Adiós, vieja maestra, de Rosa Clemente Martín Gil

adiós, vieja maestraSon tiempos raros los que nos han tocado vivir. Si nos llegan a decir a principios de año que acabaríamos confinados en nuestras casas sin más compañía de lo que teníamos ya en ellas, no nos lo habríamos creído. Menos mal que yo tengo una buena biblioteca y estoy aprovechando para ir leyendo todos esos libros pendientes que a una se le quedan por el camino. 

Y entre todos ellos se ha colado el que vengo a presentaros hoy, un libro que tiene un hermano pequeño del que ya os hablé hace unos meses y que dio paso a una segunda parte más… ¿cómo decirlo? ¿Esperanzadora?

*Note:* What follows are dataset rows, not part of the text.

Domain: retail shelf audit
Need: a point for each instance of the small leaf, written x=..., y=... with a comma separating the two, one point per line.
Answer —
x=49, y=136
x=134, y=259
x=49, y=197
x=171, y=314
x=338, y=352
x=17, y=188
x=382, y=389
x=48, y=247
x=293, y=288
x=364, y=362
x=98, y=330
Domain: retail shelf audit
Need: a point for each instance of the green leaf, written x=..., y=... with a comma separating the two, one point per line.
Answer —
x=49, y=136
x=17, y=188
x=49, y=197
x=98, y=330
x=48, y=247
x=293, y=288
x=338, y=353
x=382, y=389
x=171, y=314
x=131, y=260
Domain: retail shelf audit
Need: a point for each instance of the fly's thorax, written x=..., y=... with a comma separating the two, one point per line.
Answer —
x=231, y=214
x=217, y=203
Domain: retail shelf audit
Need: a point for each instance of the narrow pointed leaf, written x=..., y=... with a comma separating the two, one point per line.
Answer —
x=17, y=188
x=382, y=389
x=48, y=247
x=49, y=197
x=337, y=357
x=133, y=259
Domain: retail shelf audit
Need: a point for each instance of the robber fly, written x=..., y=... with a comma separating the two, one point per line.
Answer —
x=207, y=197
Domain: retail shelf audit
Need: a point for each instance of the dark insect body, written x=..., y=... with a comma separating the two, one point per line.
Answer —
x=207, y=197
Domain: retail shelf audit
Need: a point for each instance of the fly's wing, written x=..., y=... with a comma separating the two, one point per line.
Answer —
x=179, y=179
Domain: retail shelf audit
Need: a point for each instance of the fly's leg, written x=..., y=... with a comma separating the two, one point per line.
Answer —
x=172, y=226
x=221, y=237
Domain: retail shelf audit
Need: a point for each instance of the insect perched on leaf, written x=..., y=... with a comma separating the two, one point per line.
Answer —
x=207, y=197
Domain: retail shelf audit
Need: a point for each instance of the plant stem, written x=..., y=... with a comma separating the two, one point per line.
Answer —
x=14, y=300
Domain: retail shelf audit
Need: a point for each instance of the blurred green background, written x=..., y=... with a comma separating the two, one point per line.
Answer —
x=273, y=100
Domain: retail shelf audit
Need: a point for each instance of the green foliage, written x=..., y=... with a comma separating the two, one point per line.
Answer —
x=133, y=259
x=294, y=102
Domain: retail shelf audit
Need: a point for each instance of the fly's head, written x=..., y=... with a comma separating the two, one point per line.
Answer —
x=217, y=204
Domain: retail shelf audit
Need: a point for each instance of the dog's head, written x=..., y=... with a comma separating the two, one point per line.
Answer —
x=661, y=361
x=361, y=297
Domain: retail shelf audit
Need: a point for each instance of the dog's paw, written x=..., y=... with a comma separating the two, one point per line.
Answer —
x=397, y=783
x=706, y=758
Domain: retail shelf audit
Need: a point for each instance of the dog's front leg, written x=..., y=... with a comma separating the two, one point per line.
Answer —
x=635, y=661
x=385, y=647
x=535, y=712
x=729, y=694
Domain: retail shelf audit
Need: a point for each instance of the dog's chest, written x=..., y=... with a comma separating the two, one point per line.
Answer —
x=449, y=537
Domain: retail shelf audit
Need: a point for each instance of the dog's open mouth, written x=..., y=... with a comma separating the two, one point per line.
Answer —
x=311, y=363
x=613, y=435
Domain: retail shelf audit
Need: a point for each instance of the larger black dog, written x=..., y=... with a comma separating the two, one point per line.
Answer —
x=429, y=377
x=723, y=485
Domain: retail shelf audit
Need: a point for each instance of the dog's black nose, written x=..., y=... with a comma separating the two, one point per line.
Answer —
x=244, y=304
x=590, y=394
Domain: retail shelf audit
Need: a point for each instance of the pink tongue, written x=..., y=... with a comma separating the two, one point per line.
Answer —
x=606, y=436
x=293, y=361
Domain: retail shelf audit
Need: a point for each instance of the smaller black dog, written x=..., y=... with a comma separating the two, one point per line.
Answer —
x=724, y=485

Veréis, el libro en cuestión es Adiós, vieja maestra, escrito por Rosa Clemente Martín Gil, como digo, segunda parte de Yo la vieja maestra. En aquel primer libro encontrábamos una serie de relatos protagonizados por esta profesora que hizo de su profesión su vida. Y también varios relatos de otros personajes muy importantes para ella que, cargados algunos con su dosis de ficción y otros no tanto, encontraron un lugar privilegiado dentro del libro. 

En esta segunda parte nos vamos a ir a los últimos años de ejercicio de la maestra. Cinco años cargados de sentimientos, anécdotas, altibajos, despedidas y mucha esperanza, como decía un poco más arriba. Porque aunque veamos ese «adiós» en el título, lo cierto es que no es una sensación de abandono la que inunda al lector cuando se adentra en estos relatos. 

Y esto es algo muy curioso, porque casi todos relacionamos esa palabra con algo triste, pensamos que un adiós es algo doloroso en todas las ocasiones, algo que nos impide retornar a un momento en el que fuimos felices. Pero también hay que tener en cuenta que es una forma de ir avanzando por las diferentes etapas de la vida. Si no hubiera adioses significaría que no hay nuevas etapas, que todo se queda estancado y que no podemos avanzar. Por eso, quizás, más que en un mensaje de tristeza hay que pensar en un mensaje de esperanza al ver este título. 

En cuanto a lo que podemos encontrarnos dentro del libro, me remito a lo que dije sobre su parte anterior. Rosa Clemente abre su alma para contarnos esas anécdotas y no tan anécdotas de su vida como profesora. Ya en la anterior reseña comenté que la etapa del colegio fue una fase agridulce para mí. Porque los problemas en casa se hacían patentes en mi atención en clase, porque lo de socializar no era lo mío, pero también porque conocí a unas personas maravillosas que a día de hoy me acompañan y porque tuve la suerte de tener algunos maestros que confiaron en mí. 

Todavía recuerdo el día que le dije a mi profesora de Lengua y Literatura que quería ser escritora… Sus palabras amortiguaron las risas lejanas de los alumnos que pensaban que eso era una idiotez. Me animó a escribir de todo, ahí fue cuando descubrí que la poesía iba a formar una parte importante de mi vida. Y tal vez su entusiasmo, sus recomendaciones y sus palabras de apoyo fueron lo que me ha llevado a ser quien soy. 

Por eso leer a Rosa Clemente es como volver a aquella época. Donde una palabra de aliento valía más que cualquier burla o cualquier comentario ofensivo. El tener una profesora cerca que te apoya, que te valora, que sabe que no todos los niños son iguales y que cada uno necesita una atención distinta, que le gusta su trabajo y lo plasma con el dicho de «el movimiento se demuestra andando» es lo que ha hecho que me quedara prendada de esta historia. 

Porque es cierto que la etapa del colegio queda ya un poco en el olvido, queda en unos años atrás en los que hay que retroceder unas cuantas hojas en calendario. Sin embargo, aun así, creo que es una etapa que a todos nos ha marcado —para bien o para mal—. Y eso se nota en la sensación que le embarga a todo aquel que se acerca a Adiós, vieja maestra. Porque es imposible no echar la vista atrás, porque es imposible no sentirse identificado con las anécdotas y las historias que nos cuenta Rosa, porque es inevitable no acordarnos de ese niño que fuimos y que todavía descansa en nuestro interior. 

¿Qué queréis que os diga? Leer a Rosa siempre es un placer. Porque esa forma que tiene de narrar es tan… humana, que al final uno se mete de lleno en sus relatos y no es capaz de salir hasta que no termina. Porque no solo encontramos estas anécdotas escolares, también nos topamos con otros personajes varios que forman parte de la vida de la autora —o no, ahí vamos a dejar la duda— y que hace que veamos a esa profesora como lo que realmente es: una humana con muchos sentimientos y una historia que necesita plasmar en un papel.